Recipe by Kittencal@recipezazz
If you have ever baked with phyllo, then I urge you to make this recipe, I have made this 4 times in the last month, it is the most wonderful phyllo recipe! I served this to my guests just recently and was asked to prepare this for an upcoming friend's party. You will love this!
Top Review by Lynne Cooks
This was a great recipe - I wish I was better at using phyllo dough! Even though I wasn't, this recipe was a big hit with me and the family. Like with regular pizza, we added other toppings: mushrooms, olives and peppers. Yum!
- 6 -7 tablespoons butter, melted
- 8 sheets frozen phyllo pastry, thawed
- 1⁄2 cup grated parmesan cheese (or more or less)
- 2 cups grated mozzarella cheese (or to taste, I used sliced)
- 1 onion, thinly sliced
- 1 1⁄2 lbs firm ripe tomatoes, halved, seeded and sliced
- 1 teaspoon dried oregano (or to taste)
- 3⁄4 teaspoon dried thyme
Directions See How It's Made
- Set oven to 375.
- Brush a 15 x 10-inch baking pan with butter.

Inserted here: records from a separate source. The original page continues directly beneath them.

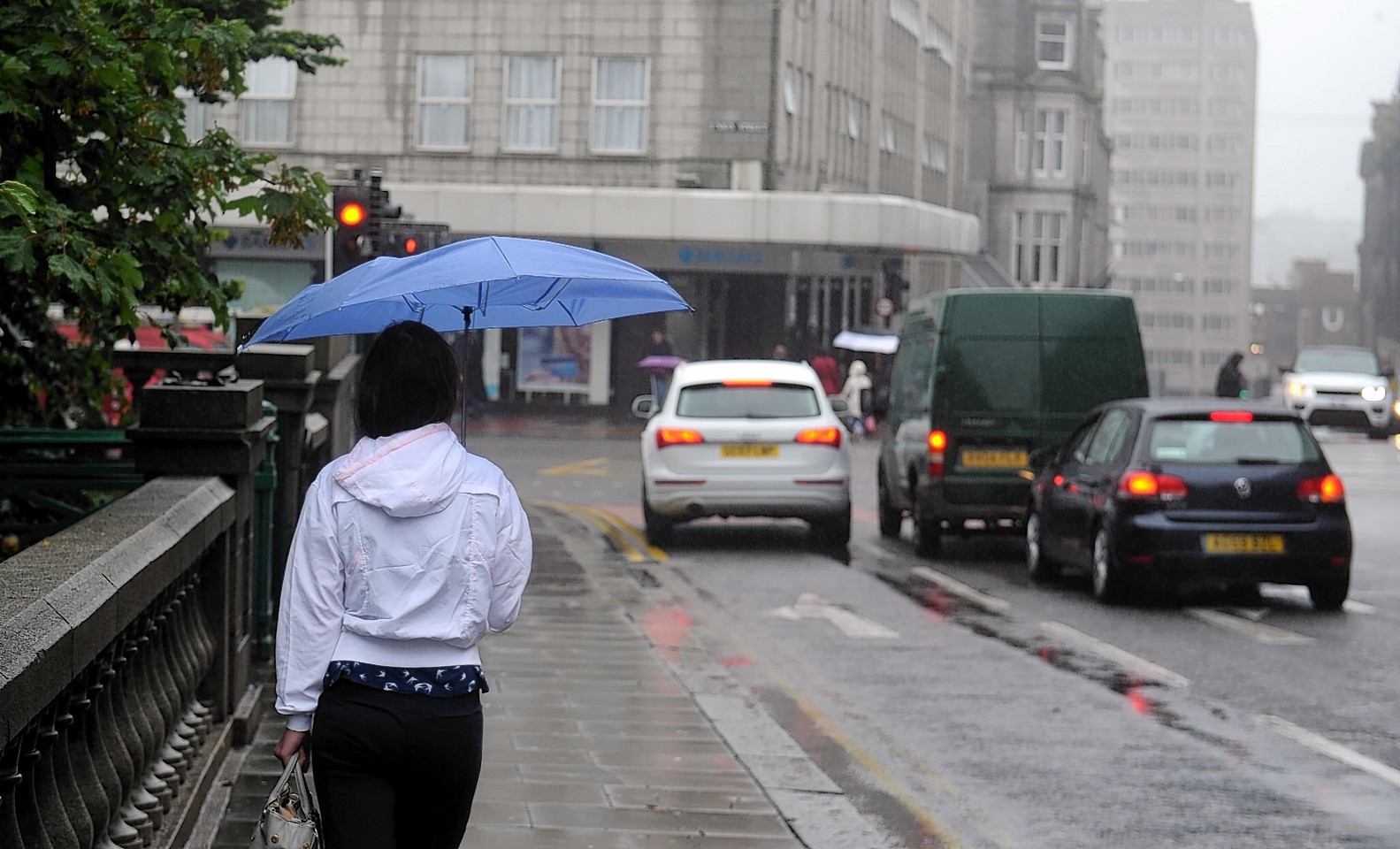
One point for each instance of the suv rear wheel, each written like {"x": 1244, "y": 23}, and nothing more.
{"x": 1330, "y": 593}
{"x": 891, "y": 517}
{"x": 1107, "y": 575}
{"x": 1039, "y": 566}
{"x": 658, "y": 527}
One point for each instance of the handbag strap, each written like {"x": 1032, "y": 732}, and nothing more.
{"x": 292, "y": 774}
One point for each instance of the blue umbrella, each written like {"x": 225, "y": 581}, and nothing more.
{"x": 490, "y": 282}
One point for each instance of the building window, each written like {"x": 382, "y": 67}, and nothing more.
{"x": 621, "y": 104}
{"x": 1051, "y": 141}
{"x": 1054, "y": 42}
{"x": 1022, "y": 142}
{"x": 1037, "y": 256}
{"x": 936, "y": 155}
{"x": 531, "y": 103}
{"x": 268, "y": 100}
{"x": 444, "y": 101}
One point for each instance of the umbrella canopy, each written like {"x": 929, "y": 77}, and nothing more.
{"x": 867, "y": 340}
{"x": 490, "y": 282}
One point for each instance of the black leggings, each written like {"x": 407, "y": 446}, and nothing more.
{"x": 394, "y": 768}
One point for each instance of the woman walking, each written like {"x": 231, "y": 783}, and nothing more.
{"x": 408, "y": 551}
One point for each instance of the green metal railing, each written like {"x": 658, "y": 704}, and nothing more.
{"x": 52, "y": 478}
{"x": 264, "y": 501}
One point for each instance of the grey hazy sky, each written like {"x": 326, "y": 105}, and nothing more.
{"x": 1320, "y": 66}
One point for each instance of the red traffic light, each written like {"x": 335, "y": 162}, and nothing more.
{"x": 352, "y": 215}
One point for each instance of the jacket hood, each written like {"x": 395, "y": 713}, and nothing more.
{"x": 415, "y": 472}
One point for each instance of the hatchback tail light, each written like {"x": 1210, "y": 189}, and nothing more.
{"x": 1147, "y": 486}
{"x": 1322, "y": 491}
{"x": 677, "y": 436}
{"x": 937, "y": 444}
{"x": 821, "y": 436}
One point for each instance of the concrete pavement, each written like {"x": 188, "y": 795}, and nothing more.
{"x": 607, "y": 727}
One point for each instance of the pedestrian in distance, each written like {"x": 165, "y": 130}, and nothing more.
{"x": 408, "y": 551}
{"x": 829, "y": 371}
{"x": 660, "y": 377}
{"x": 856, "y": 391}
{"x": 1229, "y": 380}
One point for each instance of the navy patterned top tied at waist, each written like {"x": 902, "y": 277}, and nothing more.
{"x": 441, "y": 683}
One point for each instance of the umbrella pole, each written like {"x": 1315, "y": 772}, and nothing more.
{"x": 466, "y": 355}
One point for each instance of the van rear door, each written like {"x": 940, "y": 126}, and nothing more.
{"x": 987, "y": 395}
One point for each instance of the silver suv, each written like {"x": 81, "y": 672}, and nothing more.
{"x": 1342, "y": 387}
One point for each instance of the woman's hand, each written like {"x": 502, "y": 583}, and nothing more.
{"x": 292, "y": 744}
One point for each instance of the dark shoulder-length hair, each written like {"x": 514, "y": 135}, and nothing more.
{"x": 408, "y": 380}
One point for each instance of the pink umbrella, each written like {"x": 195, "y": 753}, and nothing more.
{"x": 660, "y": 363}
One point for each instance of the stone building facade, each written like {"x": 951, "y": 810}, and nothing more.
{"x": 1039, "y": 174}
{"x": 785, "y": 165}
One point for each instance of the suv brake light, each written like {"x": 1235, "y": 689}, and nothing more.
{"x": 1322, "y": 491}
{"x": 937, "y": 444}
{"x": 821, "y": 436}
{"x": 1138, "y": 485}
{"x": 677, "y": 436}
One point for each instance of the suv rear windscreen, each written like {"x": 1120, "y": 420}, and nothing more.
{"x": 769, "y": 401}
{"x": 1258, "y": 441}
{"x": 1359, "y": 362}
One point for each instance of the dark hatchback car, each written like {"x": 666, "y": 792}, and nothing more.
{"x": 1165, "y": 493}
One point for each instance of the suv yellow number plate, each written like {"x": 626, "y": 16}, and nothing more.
{"x": 1245, "y": 544}
{"x": 994, "y": 458}
{"x": 748, "y": 450}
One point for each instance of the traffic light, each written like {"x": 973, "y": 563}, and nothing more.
{"x": 409, "y": 239}
{"x": 353, "y": 244}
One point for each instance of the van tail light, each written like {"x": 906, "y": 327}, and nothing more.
{"x": 937, "y": 444}
{"x": 1148, "y": 486}
{"x": 677, "y": 436}
{"x": 1322, "y": 491}
{"x": 821, "y": 436}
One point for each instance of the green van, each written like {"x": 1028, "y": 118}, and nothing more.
{"x": 982, "y": 379}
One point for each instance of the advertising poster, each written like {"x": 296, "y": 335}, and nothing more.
{"x": 555, "y": 359}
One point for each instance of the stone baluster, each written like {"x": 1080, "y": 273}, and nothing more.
{"x": 66, "y": 765}
{"x": 129, "y": 740}
{"x": 86, "y": 758}
{"x": 33, "y": 834}
{"x": 180, "y": 647}
{"x": 112, "y": 760}
{"x": 10, "y": 781}
{"x": 149, "y": 723}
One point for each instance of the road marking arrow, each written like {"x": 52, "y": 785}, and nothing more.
{"x": 583, "y": 467}
{"x": 814, "y": 607}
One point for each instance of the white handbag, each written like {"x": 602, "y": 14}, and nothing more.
{"x": 290, "y": 818}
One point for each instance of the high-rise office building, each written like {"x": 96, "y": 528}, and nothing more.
{"x": 1181, "y": 115}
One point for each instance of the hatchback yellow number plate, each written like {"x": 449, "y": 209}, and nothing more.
{"x": 1245, "y": 544}
{"x": 994, "y": 458}
{"x": 748, "y": 450}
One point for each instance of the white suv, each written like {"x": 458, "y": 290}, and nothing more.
{"x": 1342, "y": 387}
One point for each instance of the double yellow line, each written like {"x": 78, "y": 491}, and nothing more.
{"x": 623, "y": 535}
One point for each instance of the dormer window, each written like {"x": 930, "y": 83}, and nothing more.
{"x": 1054, "y": 42}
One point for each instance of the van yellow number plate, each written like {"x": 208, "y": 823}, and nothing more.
{"x": 1245, "y": 544}
{"x": 994, "y": 458}
{"x": 748, "y": 450}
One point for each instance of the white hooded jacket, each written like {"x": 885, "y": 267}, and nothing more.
{"x": 408, "y": 551}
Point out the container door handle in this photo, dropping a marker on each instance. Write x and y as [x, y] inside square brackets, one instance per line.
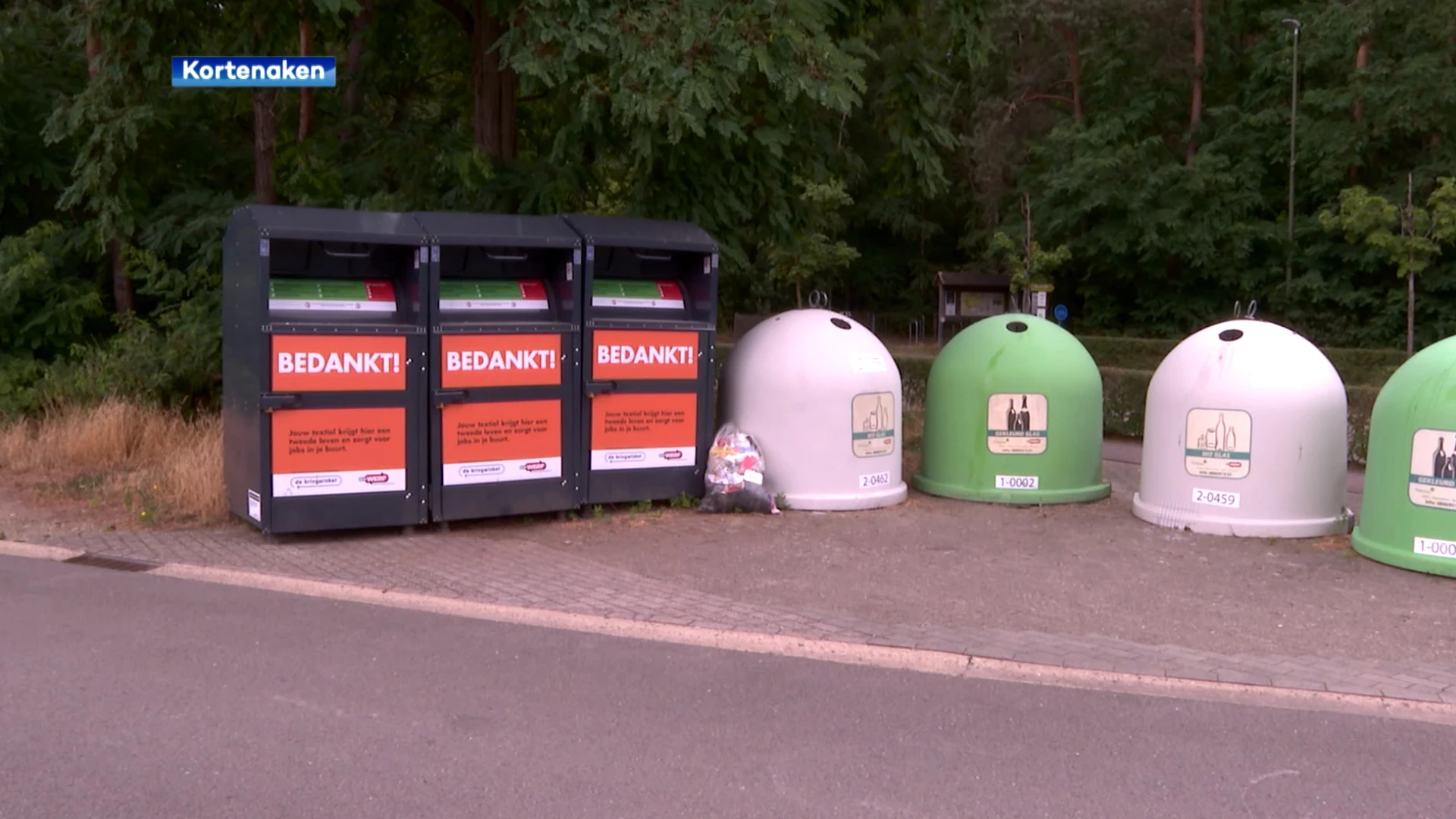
[601, 387]
[271, 401]
[449, 397]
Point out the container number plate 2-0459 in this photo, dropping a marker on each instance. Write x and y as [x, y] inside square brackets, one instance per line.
[1228, 500]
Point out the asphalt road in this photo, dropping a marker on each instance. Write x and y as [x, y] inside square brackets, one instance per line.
[130, 695]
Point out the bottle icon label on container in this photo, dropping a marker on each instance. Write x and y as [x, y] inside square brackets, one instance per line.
[1218, 444]
[873, 416]
[1017, 423]
[1433, 469]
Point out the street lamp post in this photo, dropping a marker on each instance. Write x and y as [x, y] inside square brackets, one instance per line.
[1293, 115]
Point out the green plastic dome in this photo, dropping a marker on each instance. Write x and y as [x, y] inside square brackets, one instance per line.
[1014, 414]
[1408, 506]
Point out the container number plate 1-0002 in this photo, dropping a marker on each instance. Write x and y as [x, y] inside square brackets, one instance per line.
[1435, 548]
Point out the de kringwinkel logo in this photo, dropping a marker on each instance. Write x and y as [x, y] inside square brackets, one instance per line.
[253, 72]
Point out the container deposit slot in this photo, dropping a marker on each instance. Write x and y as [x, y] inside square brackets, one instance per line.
[324, 281]
[642, 284]
[497, 283]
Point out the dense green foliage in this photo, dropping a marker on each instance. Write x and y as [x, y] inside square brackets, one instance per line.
[854, 146]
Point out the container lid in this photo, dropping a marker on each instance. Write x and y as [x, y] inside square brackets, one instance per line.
[626, 232]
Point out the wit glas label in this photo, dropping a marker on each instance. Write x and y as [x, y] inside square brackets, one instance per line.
[1435, 548]
[1228, 500]
[877, 480]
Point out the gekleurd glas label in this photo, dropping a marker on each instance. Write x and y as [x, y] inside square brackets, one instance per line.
[1017, 423]
[456, 297]
[1218, 444]
[1433, 469]
[331, 295]
[873, 419]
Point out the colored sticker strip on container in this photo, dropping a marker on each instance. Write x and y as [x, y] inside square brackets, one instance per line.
[331, 295]
[1433, 469]
[500, 360]
[500, 442]
[873, 416]
[1017, 423]
[1218, 444]
[637, 354]
[456, 297]
[644, 431]
[637, 295]
[338, 452]
[338, 363]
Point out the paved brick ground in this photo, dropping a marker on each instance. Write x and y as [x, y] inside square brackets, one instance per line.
[516, 572]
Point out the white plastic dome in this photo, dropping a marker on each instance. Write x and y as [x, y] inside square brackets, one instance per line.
[820, 395]
[1245, 435]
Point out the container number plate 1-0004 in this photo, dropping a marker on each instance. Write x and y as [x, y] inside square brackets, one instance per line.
[1228, 500]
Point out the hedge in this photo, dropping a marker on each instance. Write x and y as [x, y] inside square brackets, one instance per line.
[1125, 390]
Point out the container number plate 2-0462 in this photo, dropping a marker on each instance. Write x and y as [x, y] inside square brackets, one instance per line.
[1228, 500]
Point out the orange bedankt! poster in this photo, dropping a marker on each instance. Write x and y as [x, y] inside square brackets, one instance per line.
[644, 354]
[500, 360]
[338, 363]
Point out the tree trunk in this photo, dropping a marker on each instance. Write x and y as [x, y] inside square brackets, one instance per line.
[485, 77]
[264, 145]
[354, 64]
[1362, 60]
[123, 290]
[1410, 315]
[1408, 229]
[305, 95]
[510, 88]
[1196, 110]
[1069, 38]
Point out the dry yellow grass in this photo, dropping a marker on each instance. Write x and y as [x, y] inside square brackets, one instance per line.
[155, 461]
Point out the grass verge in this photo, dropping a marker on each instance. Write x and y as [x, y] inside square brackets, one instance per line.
[150, 463]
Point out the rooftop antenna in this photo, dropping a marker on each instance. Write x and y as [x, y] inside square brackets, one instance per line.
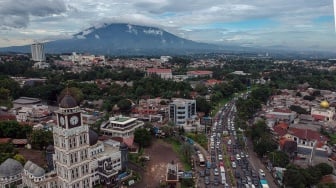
[334, 13]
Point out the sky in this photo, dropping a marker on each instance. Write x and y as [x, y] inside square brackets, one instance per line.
[296, 24]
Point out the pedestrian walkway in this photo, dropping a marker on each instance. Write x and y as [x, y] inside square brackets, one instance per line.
[257, 164]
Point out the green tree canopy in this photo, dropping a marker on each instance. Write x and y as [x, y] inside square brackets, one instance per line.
[40, 139]
[142, 137]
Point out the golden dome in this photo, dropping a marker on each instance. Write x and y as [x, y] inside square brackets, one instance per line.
[324, 104]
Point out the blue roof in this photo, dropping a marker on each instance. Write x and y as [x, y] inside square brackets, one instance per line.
[263, 181]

- Place 1 phyllo sheet in prepared pan (edges may go up sides of baking pan).
- Brush with melted butter and sprinkle with 1-2 tablespoons Parmesan cheese.
- Repeat layer with remaining phyllo, melted butter and Parmesan cheese.
- Top with layers of mozzarella cheese (I used sliced mozza cheese to make sure that the cheese was even) onion, then tomatoes.
- Sprinkle with oregano and thyme.
- Bake for about 25-30 minutes until the edges are golden brown, the cheese melts and the tomatoes are tender.
- Let stand for 6 minutes before slicing.